Data for: Estimating causal effects with machine learning: A guide for ecologists
Data files
Oct 17, 2025 version files 20.04 KB
-
case_study_data.csv
5.37 KB
-
MEE_SI.R
11.96 KB
-
README.md
2.72 KB
Abstract
This repository contains the R code and data (simulated and empirical) used for the manuscript “Estimating Causal Effects with Machine Learning: A Guide for Ecologists.” It provides reproducible examples demonstrating the application of four causal machine learning methods.
The dataset includes:
- Simulated data generated in R to estimate the causal effect of honeybee abundance on wild bee populations. Variables include environmental covariates (e.g., soil, climate, topography), confounders (e.g., pollinated agriculture), an instrumental variable (beekeeping policy), and outcome measures (wild bee abundance), and include a mixture of linear, nonlinear, and interactions.

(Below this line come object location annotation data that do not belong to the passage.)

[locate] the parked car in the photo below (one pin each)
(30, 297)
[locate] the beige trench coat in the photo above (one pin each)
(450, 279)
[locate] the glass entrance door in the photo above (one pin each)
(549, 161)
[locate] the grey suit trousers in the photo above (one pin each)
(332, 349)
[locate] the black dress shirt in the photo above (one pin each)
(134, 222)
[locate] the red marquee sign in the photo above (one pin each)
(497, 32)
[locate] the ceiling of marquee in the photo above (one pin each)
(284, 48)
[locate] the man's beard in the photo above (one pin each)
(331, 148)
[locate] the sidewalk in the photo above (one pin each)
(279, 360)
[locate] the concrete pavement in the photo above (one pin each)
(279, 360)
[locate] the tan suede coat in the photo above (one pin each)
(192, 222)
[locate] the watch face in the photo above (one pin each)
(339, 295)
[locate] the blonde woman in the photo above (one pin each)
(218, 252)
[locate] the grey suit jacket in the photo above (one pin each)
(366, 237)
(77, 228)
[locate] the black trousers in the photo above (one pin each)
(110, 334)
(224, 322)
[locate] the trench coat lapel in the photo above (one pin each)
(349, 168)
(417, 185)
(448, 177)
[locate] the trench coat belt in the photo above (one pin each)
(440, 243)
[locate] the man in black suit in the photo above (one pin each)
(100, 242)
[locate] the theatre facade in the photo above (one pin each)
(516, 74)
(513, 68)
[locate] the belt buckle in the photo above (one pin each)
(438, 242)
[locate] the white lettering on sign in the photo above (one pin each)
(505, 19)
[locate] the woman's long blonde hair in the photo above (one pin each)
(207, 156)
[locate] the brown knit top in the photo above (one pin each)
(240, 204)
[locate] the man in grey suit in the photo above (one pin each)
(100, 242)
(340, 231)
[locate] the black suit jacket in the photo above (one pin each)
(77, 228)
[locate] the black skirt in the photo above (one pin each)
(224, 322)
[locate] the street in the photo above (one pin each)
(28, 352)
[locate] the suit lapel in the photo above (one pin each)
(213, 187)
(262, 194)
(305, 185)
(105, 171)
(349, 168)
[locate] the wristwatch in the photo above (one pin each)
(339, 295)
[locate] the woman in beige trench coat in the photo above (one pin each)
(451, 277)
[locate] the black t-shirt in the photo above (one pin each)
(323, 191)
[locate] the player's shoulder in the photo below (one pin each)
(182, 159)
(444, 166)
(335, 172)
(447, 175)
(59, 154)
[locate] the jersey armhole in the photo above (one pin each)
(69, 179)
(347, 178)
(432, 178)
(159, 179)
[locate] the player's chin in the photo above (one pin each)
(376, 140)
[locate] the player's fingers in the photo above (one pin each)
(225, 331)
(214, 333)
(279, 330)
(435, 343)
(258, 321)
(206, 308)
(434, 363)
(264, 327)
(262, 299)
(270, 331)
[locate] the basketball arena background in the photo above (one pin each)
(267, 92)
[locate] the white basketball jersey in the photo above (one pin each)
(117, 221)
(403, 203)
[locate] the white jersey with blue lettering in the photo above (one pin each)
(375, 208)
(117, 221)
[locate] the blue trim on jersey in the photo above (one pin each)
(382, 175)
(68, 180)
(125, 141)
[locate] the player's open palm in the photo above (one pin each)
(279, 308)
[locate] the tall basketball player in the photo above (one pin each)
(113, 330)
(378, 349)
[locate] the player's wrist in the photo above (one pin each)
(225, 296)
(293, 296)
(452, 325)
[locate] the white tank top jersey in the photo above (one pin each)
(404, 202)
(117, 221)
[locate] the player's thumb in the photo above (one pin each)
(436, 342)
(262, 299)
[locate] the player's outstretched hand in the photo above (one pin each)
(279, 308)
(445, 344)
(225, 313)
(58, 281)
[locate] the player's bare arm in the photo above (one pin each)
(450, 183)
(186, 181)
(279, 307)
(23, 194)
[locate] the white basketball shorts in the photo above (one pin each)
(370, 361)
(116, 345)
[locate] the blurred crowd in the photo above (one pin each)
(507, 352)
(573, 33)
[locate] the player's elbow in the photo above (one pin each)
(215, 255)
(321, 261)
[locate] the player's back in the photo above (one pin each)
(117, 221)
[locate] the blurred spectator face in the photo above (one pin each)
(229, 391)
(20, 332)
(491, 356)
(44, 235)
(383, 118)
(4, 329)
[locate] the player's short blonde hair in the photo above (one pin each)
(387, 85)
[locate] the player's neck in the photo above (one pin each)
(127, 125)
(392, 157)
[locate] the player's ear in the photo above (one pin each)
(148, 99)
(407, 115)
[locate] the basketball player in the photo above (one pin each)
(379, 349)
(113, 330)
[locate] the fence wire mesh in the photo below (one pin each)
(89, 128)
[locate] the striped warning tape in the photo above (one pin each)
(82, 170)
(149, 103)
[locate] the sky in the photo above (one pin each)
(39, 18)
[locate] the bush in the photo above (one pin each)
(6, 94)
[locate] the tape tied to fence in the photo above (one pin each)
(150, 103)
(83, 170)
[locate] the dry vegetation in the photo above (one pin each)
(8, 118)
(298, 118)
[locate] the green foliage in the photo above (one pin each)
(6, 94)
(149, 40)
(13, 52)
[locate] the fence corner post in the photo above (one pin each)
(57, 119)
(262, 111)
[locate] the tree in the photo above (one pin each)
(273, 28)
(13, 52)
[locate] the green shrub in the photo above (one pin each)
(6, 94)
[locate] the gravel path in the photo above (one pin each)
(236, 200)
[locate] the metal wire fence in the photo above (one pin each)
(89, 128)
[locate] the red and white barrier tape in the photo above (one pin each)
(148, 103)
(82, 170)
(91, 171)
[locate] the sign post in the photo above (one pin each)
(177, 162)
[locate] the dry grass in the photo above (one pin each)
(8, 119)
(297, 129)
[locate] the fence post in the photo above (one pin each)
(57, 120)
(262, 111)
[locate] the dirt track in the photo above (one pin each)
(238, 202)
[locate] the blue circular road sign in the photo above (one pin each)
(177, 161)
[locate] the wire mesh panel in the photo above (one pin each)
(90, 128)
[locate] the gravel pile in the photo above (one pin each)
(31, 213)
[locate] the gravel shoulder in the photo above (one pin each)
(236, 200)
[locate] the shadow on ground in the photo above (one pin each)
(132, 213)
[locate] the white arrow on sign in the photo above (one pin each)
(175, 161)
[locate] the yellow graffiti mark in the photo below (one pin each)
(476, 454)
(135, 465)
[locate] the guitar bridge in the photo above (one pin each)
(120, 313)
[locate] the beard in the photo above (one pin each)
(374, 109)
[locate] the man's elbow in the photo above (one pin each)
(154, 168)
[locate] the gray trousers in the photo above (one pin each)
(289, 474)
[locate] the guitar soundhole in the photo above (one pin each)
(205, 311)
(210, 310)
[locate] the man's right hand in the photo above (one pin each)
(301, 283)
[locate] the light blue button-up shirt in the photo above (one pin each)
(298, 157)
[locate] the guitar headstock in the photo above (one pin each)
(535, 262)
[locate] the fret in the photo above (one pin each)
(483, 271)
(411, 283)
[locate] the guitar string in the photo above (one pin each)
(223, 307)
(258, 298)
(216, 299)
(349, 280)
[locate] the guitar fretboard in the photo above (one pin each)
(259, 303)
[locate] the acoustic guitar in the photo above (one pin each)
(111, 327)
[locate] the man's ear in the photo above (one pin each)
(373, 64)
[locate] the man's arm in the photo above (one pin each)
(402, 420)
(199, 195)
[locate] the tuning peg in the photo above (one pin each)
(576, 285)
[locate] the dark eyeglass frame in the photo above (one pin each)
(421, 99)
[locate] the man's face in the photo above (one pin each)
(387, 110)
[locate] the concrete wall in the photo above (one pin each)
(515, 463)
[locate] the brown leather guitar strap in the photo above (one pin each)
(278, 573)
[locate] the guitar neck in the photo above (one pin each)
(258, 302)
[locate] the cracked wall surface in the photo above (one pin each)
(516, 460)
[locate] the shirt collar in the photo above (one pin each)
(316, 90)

- Empirical data and example scripts illustrating the use of Causal Forests to assess heterogeneous effects of depth on Laminaria digitata abundance across Atlantic Canada, incorporating geographic (latitude, longitude) and biotic (invasive bryozoan) covariates.
- Annotated R scripts implementing DML, TMLE, nonlinear IV (Deep IV–inspired), and Causal Forest workflows.
The dataset is designed for reuse by researchers interested in learning or applying causal machine learning in ecology or related disciplines. All data are either simulated or derived from publicly available sources and contain no sensitive, confidential, or personally identifiable information. The materials are released for open reuse and adaptation, facilitating transparent and replicable applications of causal inference in ecology.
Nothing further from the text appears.